Did about two minutes of research and discovered that since 1988 (when George H Bush succeeded Reagan), not a single time has a nominee of the same party succeeded the incumbent.
So maybe presidential elections are simply reactionary to the party in power and no further dissection is required?
If the pattern holds true, presuming there’s an election in 4 years and presuming that Trump hasn’t changed the law so he can be president forever (and he will be 82 for god’s sake), odds are good that the next president will again be a Democrat.
Makes me wonder if there isn’t a strategy of letting off the pace of pushing social change to allow the troglodytes to catch up and only hammer the economic justice message alla Bernie.
The other thing I’ve been thinking about is the racism angle. We all agree race is a social construct and being racist is a learned behaviour but when he see it in our opponents we tend to treat it as somehow essential to their character all of a sudden. I wonder if we can’t change our strategy there some too.
Most people just vote for the party of their parents, friends, family, the one they’ve always voted for…so we’re just talking about the margins.
Some people will be motivated by hope and change and some by helping the poor and oppressed and some by fear of outsiders or crime or collapse of their way of life or whatever. How that’s going to shake out with different candidates is pretty hard to predict.
I hope this is right. But it can only be right so long as liberal democratic ideals hold. Trump, and his closest supporters, are distinctly opposed to upholding liberal democratic values. The rest of his coalition doesn’t really seem to care about those ideals either, so I’m having a hard time imagining a world where Trump and his allies try to end liberal democracy in the US and they fail because his coalition isn’t ok with it.
Good news is that with Trump winning the popular vote by 1.5% and the tipping point state of PA by 2.1%, the electoral college disadvantage has been reduced to almost nothing.
In the current age where your opponent is really misinformation, not the Rs, one of the best mindsets the Dems could adopt is to provide more SS type benefits that just land checks in peoples’ hands. They need policies that have basically no vulnerability to misinformation, where there is no plausible deniability that the voter is not personally benefiting from the policy. The folks like Ezra Klein will say no, no, no you can’t do that, it’s not sound policy, you need to “build a coalition” with a thousands little tweaks here and there, but Trump will just say the trans MS-13 woke mob is eating your cats and dogs and the voter will just say “ho hum, I can’t really follow if Dems are actually getting anything done for me and all I see online is that they’re a disaster, so I will vote to save the dogs and cats from being eaten”.
I keep hearing this, but before I buy in, I’m going to need someone to practically explain to me how you get everyone to “let off the gas.” How do you stop a gay person that wants to have input into their partners’ medical decisions from suing a hospital that doesn’t want to listen to them? Should Kamala have said she would disobey a court order that required prison to provide gender affirming care (a court order that, btw, was also followed by the Trump Administration) in order to prevent Trump from being able to run the They/Them Ad? How do you make sure that noone ever says anything on social media that can be clipped by Libs of Tik Tok?
I guess my point is even if the Democratic Party tries to moderate there are millions of people just out there living their lives every day and the right wing media does a great job of attributing a lot of the fringiest behavior to the party when the party leadership doesn’t support it and can’t control the people who do it… So, in that environment, how do you slow the speed of change when in many situations you aren’t really the one with your foot on the gas or the brake?
Everyone doesn’t control the political messaging of the DNC. They do. Of course we don’t want people to stop advocating for change locally. It’s just an idea for the national campaigns.

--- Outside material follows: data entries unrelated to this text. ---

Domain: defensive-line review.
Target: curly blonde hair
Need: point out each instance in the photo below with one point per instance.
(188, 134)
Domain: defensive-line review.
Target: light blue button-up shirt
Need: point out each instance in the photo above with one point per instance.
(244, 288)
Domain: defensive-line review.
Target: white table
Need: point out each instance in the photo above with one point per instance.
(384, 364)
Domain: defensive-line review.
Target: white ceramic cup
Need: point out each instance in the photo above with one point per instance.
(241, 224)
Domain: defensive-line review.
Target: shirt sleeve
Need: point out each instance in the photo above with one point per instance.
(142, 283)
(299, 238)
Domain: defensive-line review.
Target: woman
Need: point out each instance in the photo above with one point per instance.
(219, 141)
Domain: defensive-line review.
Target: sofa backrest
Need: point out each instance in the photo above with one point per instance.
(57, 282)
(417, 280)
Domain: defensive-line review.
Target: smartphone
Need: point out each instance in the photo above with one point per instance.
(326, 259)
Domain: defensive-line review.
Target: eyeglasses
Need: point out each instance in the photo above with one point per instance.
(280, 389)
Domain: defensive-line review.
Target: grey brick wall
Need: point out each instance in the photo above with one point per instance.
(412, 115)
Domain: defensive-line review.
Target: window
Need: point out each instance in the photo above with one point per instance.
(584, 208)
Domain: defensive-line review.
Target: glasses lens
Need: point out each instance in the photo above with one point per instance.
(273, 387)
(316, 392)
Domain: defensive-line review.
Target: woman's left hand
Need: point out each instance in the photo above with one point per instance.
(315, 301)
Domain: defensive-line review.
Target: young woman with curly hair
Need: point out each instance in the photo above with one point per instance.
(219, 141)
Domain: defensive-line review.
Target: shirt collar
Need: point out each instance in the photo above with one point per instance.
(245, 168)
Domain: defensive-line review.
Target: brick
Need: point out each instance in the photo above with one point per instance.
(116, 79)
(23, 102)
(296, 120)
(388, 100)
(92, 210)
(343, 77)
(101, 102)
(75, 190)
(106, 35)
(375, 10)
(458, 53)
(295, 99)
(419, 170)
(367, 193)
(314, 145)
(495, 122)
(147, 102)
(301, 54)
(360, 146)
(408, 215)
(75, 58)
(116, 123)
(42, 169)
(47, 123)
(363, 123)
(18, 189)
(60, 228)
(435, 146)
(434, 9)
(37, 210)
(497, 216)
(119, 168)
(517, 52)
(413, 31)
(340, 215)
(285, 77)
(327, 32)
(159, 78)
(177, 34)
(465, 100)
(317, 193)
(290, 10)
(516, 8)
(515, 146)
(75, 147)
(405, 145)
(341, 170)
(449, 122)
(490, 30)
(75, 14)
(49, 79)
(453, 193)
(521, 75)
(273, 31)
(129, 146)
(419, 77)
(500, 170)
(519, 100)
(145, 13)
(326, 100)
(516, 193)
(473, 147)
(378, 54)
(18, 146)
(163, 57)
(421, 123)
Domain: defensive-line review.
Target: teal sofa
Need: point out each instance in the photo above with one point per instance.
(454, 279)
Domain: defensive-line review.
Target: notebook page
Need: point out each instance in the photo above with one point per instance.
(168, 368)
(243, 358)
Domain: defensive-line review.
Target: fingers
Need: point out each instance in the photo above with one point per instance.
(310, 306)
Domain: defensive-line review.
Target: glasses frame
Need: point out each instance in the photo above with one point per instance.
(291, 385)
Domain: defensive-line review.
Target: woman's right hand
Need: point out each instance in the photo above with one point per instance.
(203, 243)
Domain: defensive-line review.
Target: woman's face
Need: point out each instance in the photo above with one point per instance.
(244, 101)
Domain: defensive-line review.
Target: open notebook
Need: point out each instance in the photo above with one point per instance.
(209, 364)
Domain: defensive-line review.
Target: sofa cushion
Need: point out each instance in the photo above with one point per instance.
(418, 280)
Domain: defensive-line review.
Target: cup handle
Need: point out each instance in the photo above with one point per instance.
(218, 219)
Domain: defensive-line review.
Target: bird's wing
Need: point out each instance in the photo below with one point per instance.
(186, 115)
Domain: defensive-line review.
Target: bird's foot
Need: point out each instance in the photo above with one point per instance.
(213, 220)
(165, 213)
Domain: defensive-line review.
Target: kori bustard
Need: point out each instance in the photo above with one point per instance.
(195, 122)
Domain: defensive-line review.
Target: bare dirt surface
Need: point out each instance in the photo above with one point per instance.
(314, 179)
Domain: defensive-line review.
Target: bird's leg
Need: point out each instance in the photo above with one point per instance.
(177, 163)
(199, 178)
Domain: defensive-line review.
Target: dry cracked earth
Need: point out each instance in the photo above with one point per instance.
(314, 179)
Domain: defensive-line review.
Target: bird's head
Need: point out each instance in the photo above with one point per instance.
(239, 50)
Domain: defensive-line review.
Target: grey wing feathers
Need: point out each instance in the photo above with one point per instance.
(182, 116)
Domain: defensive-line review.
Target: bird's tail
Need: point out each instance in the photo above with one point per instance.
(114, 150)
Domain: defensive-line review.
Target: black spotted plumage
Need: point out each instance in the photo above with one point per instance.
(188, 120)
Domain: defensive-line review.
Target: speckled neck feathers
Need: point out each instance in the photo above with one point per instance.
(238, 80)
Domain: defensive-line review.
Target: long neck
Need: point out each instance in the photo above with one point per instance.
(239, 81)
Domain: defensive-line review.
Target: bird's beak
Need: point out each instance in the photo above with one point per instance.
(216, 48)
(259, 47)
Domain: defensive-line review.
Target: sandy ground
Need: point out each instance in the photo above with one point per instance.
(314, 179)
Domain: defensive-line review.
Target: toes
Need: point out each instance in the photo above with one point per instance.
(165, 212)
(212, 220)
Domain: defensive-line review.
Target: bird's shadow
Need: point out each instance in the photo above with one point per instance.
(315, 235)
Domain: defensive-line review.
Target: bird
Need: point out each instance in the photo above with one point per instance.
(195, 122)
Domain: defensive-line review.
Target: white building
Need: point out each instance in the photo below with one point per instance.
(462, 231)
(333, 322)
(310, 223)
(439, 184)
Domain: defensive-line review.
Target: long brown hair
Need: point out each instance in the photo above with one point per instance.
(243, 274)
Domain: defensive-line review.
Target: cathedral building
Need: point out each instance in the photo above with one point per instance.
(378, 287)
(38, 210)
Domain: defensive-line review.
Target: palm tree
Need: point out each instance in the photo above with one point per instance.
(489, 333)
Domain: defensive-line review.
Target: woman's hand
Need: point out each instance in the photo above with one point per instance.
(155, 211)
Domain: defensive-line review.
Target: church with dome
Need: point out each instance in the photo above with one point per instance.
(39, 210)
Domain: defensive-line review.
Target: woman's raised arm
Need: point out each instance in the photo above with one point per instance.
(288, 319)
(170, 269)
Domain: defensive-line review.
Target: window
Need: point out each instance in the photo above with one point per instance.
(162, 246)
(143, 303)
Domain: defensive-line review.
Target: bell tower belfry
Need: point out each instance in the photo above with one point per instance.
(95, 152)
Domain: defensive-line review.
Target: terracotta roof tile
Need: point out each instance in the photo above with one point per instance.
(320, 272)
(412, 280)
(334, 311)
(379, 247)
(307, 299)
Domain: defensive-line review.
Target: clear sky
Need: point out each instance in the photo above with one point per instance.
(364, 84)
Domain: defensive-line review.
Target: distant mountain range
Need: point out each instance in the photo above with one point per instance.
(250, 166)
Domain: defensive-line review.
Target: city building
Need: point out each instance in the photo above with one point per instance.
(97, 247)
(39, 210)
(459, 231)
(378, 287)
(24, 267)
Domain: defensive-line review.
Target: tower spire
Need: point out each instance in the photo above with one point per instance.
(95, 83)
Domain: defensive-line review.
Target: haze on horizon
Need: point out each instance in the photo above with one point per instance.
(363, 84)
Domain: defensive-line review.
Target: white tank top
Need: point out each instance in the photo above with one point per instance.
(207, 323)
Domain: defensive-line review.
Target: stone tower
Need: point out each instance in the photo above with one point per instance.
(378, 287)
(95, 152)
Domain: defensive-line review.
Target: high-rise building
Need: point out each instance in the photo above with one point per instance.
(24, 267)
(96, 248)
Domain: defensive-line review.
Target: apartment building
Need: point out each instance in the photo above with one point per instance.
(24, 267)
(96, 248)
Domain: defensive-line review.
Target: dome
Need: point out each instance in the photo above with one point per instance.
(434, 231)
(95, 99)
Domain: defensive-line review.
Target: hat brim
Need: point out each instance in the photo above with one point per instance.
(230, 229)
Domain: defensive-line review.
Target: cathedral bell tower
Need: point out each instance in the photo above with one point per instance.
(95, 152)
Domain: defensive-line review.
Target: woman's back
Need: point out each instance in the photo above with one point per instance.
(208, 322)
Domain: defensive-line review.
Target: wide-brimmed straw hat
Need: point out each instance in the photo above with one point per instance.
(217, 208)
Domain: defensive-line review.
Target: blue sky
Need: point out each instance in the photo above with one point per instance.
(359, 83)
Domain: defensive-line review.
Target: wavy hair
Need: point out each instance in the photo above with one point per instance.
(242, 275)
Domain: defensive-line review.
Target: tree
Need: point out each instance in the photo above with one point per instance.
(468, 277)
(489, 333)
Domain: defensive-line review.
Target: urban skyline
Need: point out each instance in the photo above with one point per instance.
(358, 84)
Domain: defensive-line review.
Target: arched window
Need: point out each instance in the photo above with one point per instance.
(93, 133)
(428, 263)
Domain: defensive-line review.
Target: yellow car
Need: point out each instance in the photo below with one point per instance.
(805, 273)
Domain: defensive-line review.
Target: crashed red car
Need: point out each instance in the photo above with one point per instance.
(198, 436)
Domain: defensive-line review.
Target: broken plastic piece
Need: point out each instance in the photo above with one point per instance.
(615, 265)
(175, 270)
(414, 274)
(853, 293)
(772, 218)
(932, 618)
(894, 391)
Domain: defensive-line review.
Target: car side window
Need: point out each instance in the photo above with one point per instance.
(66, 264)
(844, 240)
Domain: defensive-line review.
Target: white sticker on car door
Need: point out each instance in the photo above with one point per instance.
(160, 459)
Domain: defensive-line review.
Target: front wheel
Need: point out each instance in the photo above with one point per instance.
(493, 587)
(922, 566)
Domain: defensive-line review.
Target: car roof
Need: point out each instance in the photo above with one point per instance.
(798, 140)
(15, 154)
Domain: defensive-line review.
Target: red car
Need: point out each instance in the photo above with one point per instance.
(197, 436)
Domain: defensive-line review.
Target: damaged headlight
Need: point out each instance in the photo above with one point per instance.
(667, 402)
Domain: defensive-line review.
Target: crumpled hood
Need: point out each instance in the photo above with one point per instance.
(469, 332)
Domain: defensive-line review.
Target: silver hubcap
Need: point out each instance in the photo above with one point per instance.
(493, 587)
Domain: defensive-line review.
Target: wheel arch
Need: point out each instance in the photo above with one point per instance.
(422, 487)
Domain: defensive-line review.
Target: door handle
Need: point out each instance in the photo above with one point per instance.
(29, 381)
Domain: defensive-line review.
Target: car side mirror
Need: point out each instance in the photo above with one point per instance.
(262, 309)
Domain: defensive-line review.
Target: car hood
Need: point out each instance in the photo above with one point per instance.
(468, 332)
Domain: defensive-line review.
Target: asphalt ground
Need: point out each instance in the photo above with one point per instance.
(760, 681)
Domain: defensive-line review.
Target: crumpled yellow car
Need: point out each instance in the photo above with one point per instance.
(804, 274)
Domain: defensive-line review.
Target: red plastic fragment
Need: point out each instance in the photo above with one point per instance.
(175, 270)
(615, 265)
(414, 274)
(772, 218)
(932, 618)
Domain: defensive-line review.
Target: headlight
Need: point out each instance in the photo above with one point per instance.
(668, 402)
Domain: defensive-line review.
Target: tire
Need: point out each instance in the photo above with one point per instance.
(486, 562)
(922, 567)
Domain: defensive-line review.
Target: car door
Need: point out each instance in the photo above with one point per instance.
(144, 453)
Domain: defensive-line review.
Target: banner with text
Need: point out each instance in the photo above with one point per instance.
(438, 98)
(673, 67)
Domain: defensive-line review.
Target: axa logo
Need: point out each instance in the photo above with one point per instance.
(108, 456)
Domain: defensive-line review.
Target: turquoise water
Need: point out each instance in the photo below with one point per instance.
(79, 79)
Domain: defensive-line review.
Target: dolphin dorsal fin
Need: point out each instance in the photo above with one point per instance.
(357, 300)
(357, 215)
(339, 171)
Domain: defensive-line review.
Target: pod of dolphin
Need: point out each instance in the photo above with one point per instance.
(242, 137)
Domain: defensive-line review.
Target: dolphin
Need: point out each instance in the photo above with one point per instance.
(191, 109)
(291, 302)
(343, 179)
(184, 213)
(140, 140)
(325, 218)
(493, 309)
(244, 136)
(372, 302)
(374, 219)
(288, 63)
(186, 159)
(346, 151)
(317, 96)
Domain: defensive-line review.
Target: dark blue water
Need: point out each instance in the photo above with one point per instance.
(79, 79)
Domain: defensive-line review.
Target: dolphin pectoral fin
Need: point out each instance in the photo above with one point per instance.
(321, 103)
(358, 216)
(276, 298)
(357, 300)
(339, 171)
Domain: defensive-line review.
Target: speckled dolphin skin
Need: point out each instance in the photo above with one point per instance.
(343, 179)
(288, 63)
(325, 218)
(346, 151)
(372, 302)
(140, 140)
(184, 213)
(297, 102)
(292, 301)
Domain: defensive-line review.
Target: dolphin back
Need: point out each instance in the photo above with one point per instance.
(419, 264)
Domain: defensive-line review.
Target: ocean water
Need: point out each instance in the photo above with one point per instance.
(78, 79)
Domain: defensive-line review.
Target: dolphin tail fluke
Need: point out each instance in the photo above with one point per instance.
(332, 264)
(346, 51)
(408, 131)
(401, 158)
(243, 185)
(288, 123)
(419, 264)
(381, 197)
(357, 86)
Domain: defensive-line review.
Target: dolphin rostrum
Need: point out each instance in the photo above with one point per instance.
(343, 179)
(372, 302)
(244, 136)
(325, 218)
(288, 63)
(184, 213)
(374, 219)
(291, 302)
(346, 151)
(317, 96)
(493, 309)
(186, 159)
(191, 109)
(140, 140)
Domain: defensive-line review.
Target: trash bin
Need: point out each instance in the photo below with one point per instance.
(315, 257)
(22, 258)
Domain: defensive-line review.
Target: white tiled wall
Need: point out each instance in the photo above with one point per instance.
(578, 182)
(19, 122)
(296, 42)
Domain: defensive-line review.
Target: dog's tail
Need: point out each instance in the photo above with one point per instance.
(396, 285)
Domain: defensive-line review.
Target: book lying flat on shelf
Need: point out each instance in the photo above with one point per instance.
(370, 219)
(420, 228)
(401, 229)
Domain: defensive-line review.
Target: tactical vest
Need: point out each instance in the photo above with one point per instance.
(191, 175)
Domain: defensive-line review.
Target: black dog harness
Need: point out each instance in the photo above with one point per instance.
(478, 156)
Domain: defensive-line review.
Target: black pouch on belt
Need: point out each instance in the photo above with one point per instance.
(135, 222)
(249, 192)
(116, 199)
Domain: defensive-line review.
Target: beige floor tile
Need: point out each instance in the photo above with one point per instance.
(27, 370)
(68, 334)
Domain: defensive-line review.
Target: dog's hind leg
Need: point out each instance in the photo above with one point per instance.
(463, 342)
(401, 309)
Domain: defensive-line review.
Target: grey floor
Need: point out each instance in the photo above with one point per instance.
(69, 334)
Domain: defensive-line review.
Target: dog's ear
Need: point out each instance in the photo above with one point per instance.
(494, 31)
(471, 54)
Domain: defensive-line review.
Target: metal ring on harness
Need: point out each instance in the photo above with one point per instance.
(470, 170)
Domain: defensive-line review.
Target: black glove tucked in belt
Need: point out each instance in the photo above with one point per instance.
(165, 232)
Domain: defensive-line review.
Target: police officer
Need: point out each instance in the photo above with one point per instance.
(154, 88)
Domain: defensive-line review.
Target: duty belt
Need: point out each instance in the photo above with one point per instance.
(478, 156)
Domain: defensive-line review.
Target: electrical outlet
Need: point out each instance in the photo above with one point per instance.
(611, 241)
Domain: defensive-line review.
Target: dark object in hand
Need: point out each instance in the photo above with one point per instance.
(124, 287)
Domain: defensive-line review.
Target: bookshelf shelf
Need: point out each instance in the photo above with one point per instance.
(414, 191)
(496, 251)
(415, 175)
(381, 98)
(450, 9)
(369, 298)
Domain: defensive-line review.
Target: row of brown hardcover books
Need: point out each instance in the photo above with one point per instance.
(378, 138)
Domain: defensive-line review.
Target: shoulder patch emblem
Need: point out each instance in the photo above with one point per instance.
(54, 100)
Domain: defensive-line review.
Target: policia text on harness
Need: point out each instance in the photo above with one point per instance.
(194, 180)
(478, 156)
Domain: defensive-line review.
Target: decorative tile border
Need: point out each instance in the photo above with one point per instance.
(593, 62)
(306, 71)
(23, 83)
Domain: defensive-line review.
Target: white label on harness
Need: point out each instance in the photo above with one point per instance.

The Dems really don’t push the gas hard at all on social issues, it’s all just BS messaging from Republicans. Harris/Walz barely mentioned trans people other than to say “uh, I’d follow the law.” It took them until Obama’s second term for them to jump onto gay marriage, and that was mostly due to a gaffe by Biden.
The fundamental problem is the GOP has a lock on messaging and pop media, they get to define the Dems any way they want and push the Overton Window, Joe Rogan fell for the kitty litter in schools fake story and millions of people think the Dems have lost their minds.
But that’s my point. There are a few (very few) situations where the DNC or Biden was leading the charge. In a lot of situations a local politician does something popular in their area, or a private citizen brings a lawsuit or a group of protestors comes up with a slogan and those actions are then ascribed to “the Democrats.”
How hard can/should the DNC push back on these things in an attempt to distance themselves from them?